Bunu anlayamayan bu yüksek beyinler, bir yandan da bir cevap üretmek zorundalar. Bu cevabı vermekte ne kadar gecikirlerse zaten bir süredir yerlerde sürünen karizmaları daha da çizilecek. Cevap yüksek zekalı danışmanlardan derhal başbakana ulaştırılıyor: “İllegal yapılar”, “komplolar”, “derin-mistik örgütler” . Bu biliyoruz ki bu aslında tüm “yandaşlara” verilmiş bir vur emri.
Statükoyu değiştirmek, “yüksek demokrasi”yi inşa etmek iddiasındakiler, mevcut devlet geleneğinin en karanlık – ahlaksız manipülasyon araçlarına, yurttaşı patolojik – terörist – düşman – öteki haline getirme yöntemlerine sığınarak gerçek niteliklerini ortaya koyuyorlar.

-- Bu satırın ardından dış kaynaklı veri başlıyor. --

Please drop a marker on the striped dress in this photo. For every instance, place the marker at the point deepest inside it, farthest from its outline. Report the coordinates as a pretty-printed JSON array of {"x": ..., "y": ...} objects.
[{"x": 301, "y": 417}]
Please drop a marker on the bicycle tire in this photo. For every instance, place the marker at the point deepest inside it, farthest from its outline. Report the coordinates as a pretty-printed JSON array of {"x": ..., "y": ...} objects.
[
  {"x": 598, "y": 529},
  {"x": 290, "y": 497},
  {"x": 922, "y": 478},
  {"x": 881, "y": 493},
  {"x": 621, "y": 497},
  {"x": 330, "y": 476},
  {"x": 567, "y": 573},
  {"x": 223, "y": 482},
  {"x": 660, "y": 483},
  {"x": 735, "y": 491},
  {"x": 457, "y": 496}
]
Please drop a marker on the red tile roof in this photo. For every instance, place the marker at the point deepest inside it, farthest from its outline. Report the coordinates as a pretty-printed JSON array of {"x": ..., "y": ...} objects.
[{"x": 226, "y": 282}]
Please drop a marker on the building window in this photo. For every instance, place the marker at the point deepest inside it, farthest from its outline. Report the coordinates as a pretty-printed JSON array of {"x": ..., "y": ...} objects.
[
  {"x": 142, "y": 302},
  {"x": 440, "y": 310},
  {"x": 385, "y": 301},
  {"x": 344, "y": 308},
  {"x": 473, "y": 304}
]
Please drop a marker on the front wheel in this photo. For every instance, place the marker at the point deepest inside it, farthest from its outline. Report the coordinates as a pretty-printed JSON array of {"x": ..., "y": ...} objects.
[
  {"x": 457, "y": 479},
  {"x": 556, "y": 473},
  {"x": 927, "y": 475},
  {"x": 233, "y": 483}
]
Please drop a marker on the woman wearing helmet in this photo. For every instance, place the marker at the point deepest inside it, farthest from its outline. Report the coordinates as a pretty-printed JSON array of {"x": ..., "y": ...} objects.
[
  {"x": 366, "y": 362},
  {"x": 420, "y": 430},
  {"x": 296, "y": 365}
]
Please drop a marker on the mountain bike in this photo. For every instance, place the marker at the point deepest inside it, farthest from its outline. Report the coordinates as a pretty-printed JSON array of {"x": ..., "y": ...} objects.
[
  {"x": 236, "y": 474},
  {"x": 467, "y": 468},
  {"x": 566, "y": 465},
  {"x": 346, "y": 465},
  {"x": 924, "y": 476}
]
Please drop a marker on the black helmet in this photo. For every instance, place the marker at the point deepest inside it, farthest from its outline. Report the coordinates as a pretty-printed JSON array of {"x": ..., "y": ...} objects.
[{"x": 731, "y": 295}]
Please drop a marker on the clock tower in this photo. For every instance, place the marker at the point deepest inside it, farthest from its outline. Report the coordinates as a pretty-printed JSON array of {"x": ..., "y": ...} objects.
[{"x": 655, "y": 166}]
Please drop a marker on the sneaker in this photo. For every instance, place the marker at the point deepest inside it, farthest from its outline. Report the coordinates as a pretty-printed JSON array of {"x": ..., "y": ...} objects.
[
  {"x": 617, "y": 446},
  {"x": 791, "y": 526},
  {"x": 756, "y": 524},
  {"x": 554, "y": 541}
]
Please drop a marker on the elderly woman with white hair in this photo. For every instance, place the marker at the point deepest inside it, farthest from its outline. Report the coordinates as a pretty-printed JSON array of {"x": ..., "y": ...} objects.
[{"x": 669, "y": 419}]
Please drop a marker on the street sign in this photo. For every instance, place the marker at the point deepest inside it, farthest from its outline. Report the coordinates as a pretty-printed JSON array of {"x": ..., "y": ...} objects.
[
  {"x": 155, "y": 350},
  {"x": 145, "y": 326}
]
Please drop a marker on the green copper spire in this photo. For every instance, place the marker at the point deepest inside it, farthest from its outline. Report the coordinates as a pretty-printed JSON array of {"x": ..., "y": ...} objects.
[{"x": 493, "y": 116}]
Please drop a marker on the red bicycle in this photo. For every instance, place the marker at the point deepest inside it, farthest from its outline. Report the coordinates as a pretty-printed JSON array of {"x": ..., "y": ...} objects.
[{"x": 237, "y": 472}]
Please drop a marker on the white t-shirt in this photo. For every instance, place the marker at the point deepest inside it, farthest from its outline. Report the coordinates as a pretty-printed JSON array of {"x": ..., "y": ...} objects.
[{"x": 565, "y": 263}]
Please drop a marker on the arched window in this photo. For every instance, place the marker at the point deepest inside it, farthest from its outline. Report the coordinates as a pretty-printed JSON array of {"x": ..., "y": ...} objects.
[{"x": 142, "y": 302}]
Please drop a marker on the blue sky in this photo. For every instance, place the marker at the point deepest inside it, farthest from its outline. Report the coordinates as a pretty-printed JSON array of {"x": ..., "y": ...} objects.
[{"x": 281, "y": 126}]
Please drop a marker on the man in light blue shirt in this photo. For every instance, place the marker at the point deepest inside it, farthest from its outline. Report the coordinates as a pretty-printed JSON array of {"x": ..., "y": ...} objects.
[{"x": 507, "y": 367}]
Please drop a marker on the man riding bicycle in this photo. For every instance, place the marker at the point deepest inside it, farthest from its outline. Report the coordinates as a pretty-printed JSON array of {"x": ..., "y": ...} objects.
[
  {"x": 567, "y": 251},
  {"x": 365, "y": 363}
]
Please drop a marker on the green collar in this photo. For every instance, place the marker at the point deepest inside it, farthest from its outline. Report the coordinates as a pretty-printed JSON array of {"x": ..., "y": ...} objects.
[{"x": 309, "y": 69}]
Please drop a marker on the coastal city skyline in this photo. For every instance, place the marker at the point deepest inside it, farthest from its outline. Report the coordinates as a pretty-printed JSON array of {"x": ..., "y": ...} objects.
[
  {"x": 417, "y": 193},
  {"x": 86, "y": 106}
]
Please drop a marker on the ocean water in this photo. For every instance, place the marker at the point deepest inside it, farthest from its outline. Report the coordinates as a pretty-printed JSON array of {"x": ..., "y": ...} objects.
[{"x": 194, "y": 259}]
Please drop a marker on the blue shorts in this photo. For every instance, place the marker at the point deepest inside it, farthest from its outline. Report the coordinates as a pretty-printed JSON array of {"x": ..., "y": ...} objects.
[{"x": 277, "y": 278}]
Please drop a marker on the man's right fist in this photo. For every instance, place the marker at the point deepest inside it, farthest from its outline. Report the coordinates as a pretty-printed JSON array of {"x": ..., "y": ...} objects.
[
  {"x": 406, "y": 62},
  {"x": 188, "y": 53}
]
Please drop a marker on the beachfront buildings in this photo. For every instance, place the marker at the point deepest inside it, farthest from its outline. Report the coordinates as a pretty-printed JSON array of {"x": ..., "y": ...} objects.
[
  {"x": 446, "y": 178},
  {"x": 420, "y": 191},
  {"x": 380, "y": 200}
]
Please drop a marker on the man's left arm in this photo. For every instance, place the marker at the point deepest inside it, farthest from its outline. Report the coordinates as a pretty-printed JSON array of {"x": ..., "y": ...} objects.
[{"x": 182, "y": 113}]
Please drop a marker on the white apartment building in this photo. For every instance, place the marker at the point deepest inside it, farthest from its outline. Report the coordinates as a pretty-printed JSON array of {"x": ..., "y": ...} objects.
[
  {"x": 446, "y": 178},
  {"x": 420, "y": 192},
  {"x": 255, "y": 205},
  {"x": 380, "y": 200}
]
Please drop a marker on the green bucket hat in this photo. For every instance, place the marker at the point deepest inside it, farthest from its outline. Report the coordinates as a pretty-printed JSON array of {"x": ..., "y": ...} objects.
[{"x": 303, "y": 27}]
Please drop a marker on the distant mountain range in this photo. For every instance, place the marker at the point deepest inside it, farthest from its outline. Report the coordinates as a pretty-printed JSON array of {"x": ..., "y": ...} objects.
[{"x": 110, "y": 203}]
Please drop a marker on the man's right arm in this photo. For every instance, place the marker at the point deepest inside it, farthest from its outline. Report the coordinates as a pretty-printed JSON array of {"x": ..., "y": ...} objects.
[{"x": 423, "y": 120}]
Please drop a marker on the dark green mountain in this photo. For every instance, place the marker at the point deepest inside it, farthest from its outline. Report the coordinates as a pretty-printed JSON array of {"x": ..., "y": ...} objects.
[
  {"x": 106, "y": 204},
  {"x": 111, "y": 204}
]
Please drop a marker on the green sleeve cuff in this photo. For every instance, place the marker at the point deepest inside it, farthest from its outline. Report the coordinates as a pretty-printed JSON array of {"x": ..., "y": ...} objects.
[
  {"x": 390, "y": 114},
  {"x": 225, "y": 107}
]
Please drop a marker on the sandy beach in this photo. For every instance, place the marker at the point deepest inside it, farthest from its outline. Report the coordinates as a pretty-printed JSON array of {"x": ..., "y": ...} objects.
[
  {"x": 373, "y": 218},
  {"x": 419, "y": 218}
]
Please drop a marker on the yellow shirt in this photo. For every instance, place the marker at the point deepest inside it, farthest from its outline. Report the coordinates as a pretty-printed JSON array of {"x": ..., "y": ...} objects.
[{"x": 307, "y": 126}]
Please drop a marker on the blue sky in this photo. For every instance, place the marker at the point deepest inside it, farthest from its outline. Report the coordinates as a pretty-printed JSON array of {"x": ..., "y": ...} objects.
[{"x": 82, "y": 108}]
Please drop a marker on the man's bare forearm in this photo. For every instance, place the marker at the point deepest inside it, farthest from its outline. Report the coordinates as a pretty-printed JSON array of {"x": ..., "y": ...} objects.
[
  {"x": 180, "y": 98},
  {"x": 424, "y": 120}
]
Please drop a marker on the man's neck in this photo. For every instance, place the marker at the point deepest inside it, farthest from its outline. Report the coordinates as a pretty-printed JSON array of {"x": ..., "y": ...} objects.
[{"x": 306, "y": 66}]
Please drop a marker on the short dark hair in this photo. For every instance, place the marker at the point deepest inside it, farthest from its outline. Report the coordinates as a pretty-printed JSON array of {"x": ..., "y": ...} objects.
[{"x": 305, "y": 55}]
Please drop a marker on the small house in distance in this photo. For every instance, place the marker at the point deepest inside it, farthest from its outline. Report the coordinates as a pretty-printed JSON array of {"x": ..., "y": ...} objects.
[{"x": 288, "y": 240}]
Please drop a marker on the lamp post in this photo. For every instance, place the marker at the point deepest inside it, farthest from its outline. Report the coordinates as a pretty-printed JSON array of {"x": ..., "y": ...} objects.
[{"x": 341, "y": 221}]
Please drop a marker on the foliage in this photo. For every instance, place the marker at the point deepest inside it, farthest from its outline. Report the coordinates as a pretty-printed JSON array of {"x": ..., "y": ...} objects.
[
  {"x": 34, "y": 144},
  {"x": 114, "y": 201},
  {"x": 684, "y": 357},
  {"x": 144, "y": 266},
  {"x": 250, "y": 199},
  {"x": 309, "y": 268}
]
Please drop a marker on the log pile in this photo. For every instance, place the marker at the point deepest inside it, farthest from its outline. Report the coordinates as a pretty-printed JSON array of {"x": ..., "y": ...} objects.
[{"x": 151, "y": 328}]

Bunların bir şeyleri değiştirmek istediği kesin; ama asla dokunamayacakları, değiştiremeyecekleri şeyler var. Değiştiremezler, çünkü bazı şeylerden vazgeçerlerse iktidarda kalamazlar.
Bu çocukları belli ki yeni bir süreç bekliyor. Davalar açılacak, soruşturmalar başlayacak. İftiralar, itibarsızlaştırma çalışmaları öte yandan kurgulanacak. Ah bu çocuklar, bilmiyor muydunuz başınıza neler gelecek, ama yine de yaptınız yapacağınızı.
Biz üniversitelerin “özde” olamamış çalışanlarına, öğretim elemanlarına hep söylediğimiz bir şeyi daha yüksek sesle söylemek düşüyor: “Öğrencime dokunma!”. Ancak bunu demek yetmiyor artık, artık bunun yanına başka bir şeyler de eklemek gerek.